Keeping a Cool Head in this Turbulent Market

by: Roger Ehrenberg

Every day brings some other piece of bad news. This lender is in trouble, this economic statistic looks bad, sentiment is poor, etc. These are times when it is best to adopt the Warren Buffet posture - avoid CNBC, Wall Street chatter and all forms of PR-driven hysteria. If we could move to Omaha, we'd all be better off at times like these.

Because at the end of the day, all the current news cycle does is play on our human weaknesses and tempt us to make perverse decisions. Like selling out of fear. Like bailing out of perfectly good equities and fixed-income securities because of generalizing problems across individual securities and asset classes.

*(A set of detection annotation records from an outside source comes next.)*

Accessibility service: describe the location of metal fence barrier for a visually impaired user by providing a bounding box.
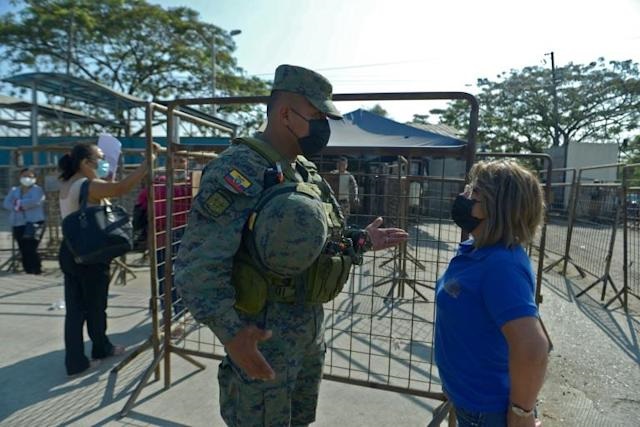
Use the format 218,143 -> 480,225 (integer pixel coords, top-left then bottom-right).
121,93 -> 477,426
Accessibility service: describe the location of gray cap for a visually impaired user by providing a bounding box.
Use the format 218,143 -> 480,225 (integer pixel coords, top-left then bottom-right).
272,64 -> 342,120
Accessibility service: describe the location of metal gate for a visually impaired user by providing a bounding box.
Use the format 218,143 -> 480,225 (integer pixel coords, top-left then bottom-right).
121,92 -> 478,424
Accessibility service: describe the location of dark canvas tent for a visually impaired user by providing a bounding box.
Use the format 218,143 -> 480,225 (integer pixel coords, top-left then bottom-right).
329,109 -> 466,149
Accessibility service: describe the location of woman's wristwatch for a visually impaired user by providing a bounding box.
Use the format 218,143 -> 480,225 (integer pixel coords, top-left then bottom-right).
509,403 -> 535,418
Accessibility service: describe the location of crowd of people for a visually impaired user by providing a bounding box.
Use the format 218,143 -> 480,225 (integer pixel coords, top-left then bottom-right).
3,65 -> 549,427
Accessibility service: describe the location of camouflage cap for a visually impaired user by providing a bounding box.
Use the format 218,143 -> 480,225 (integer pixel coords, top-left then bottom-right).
272,64 -> 342,120
252,183 -> 328,277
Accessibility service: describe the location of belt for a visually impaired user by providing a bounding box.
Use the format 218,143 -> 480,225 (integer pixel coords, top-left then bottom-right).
267,285 -> 296,304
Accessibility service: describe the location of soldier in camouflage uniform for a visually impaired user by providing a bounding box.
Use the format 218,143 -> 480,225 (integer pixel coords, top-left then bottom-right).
175,65 -> 408,427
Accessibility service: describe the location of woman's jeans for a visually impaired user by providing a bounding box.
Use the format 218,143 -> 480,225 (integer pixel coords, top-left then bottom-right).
456,407 -> 507,427
59,241 -> 113,375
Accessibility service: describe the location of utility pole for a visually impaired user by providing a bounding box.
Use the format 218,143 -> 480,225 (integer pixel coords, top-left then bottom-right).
547,51 -> 569,168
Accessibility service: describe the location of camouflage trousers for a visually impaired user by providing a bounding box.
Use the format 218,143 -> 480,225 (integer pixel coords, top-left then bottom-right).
218,302 -> 326,427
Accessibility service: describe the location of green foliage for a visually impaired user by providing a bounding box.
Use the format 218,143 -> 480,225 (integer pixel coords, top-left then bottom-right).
0,0 -> 268,133
431,58 -> 640,152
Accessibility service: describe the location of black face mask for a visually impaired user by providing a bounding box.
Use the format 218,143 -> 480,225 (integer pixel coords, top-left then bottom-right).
451,194 -> 482,233
287,108 -> 331,157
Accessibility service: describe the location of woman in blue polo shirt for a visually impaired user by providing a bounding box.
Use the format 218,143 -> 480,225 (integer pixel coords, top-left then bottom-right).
435,160 -> 549,427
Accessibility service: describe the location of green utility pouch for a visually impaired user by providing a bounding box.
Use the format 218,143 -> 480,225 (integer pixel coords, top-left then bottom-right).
231,252 -> 269,314
305,254 -> 352,304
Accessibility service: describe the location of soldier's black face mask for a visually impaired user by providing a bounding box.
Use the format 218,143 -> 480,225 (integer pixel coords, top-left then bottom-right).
287,108 -> 331,157
451,194 -> 482,233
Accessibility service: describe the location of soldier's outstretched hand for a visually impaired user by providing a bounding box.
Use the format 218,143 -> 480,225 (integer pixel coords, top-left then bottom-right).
225,325 -> 276,381
365,216 -> 409,251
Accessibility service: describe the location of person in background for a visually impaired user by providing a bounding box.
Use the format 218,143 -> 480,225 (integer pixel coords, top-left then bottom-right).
435,160 -> 550,427
3,168 -> 45,274
58,143 -> 155,376
175,65 -> 408,427
136,154 -> 192,337
331,156 -> 360,221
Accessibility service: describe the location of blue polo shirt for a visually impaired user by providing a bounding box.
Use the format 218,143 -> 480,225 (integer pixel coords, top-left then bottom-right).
435,239 -> 538,412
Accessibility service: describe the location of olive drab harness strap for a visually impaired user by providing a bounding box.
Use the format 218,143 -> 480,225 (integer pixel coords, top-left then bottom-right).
232,137 -> 345,235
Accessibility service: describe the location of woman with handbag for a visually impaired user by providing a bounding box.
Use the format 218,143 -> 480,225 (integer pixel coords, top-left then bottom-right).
58,143 -> 155,376
3,168 -> 44,274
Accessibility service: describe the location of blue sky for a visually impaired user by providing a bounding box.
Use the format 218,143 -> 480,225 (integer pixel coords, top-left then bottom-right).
152,0 -> 640,121
0,0 -> 640,121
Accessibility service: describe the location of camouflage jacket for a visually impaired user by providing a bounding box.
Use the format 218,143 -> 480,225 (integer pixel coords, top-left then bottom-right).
175,137 -> 341,344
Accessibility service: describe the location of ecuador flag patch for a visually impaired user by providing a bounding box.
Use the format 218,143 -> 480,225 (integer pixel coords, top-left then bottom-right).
224,169 -> 252,193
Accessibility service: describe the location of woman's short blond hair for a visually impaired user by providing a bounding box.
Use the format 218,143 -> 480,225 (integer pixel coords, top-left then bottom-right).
469,160 -> 544,247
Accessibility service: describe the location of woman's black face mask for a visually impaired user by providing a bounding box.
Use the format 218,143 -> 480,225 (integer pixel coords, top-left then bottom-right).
289,108 -> 331,157
451,194 -> 482,233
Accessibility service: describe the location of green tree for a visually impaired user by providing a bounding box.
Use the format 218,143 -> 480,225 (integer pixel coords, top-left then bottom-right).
0,0 -> 268,134
431,58 -> 640,152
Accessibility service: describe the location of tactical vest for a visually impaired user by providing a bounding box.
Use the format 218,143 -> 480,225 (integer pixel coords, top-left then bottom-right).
231,138 -> 352,314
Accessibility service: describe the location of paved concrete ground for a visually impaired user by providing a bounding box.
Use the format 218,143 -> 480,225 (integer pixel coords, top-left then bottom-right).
0,263 -> 640,426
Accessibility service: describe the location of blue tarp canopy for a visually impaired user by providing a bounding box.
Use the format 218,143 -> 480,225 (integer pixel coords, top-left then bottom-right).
329,109 -> 467,149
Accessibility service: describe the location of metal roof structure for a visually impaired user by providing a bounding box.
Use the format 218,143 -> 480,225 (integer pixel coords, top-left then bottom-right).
3,72 -> 146,111
3,72 -> 239,133
0,95 -> 122,129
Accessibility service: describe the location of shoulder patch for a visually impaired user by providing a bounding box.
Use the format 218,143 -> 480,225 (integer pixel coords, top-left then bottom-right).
224,169 -> 253,193
202,190 -> 233,217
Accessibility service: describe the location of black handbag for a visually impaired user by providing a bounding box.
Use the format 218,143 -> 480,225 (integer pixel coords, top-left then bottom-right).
22,222 -> 44,240
62,180 -> 133,264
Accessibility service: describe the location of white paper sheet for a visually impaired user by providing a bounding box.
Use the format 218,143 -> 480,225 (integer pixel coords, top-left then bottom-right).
98,133 -> 122,177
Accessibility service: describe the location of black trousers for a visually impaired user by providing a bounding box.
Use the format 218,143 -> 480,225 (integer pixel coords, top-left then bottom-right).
13,225 -> 42,274
59,241 -> 113,375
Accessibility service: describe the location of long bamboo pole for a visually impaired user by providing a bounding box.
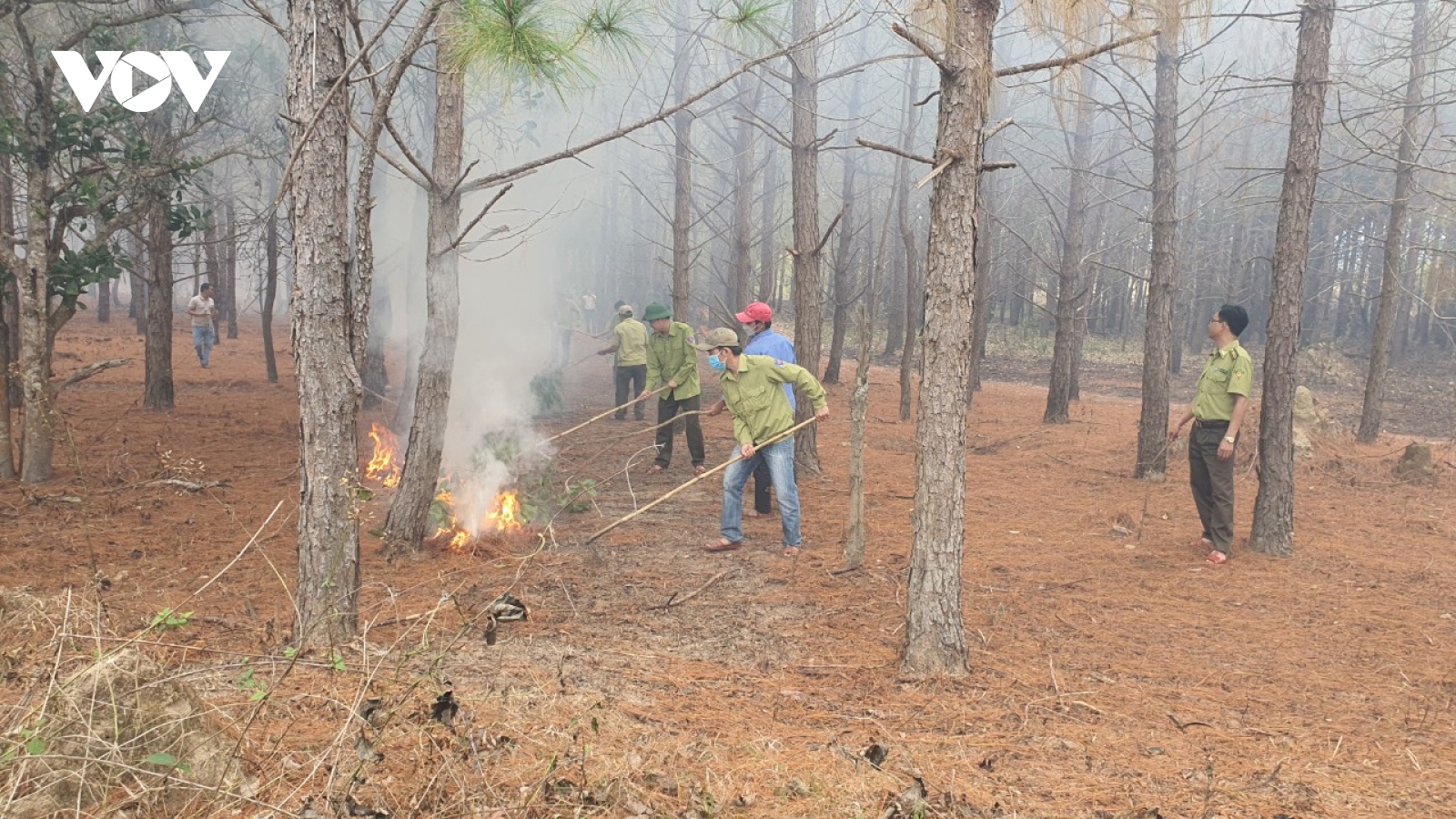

And this is why most investors are poor at being active managers while a precious few take advantage of this phenomenon to feast on the rest of us.

It is what it is, I guess. But I am here to suggest that you not give into fear and uncertainty, but to keep a level head and to evaluate your portfolio and your prospects using data and facts, not suspicion and conjecture. I know this is hard, believe me. It is "gut check" time when you see the DJIA drop 300, Asia crater shortly thereafter and you can't pick up a newspaper anywhere around the globe without hearing of the subprime meltdown, hedge fund redemptions and a scared and jittery Fed. But like I wrote previously, it is the contra-instinct that is likely your best guide right now. George Costanza had it right. Do the opposite.

My best guess is that things will be pretty ugly for the next 12-18 months. I don't anticipate that the market will crater, but I do think the ripple effects of troubles with mortgage securities and the real estate sector will have far-reaching effects, and cause an economic adjustment that will be painful and time consuming.

If bad credits default and good credits can't get mortgage loans, and there is a glut of real property flooding the market that will be liquidated for cents on the dollar in distress, and all those consumer durables filling those homes won't be filling them any more, and Home Depot (NYSE:HD) and the like won't be selling as many building supplies, and consumer confidence weakens, etc., this is not a pretty picture. But I believe that there will be two constituencies that will flourish in the near- and medium-term in the wake of today's markets - those with the intestinal fortitude to hold on to good assets that the market is discounting now but will reward later, and value-oriented long/short hedge fund managers.

I think we'll be entering a stock-pickers market, one where those with a deep-value orientation and stock-picking skill will shine. The cream rises to the top in uncertain times, where margins of safety are large and actual performance and returns on invested capital carry the day. My hypothesis is that the top long/short managers that have been running 100/40 long/short books will become much flatter, much less net-long, and revert to 80/60-type positions where conviction and analysis rule.

I may be wrong, but it feels like a time similar to the early 2000s when top long/short managers just ripped it while the tech bubble was deflating. Time will tell, but this is my "blink" visceral reaction to the goings on. To the extent you can, act like one of these hedge fund managers. Keep a cool head. Really get a grip on your portfolio. And don't do anything rash. Because there are a group of smart, opportunistic, dispassionate people out there ready to take the other side of the trade and eat your lunch.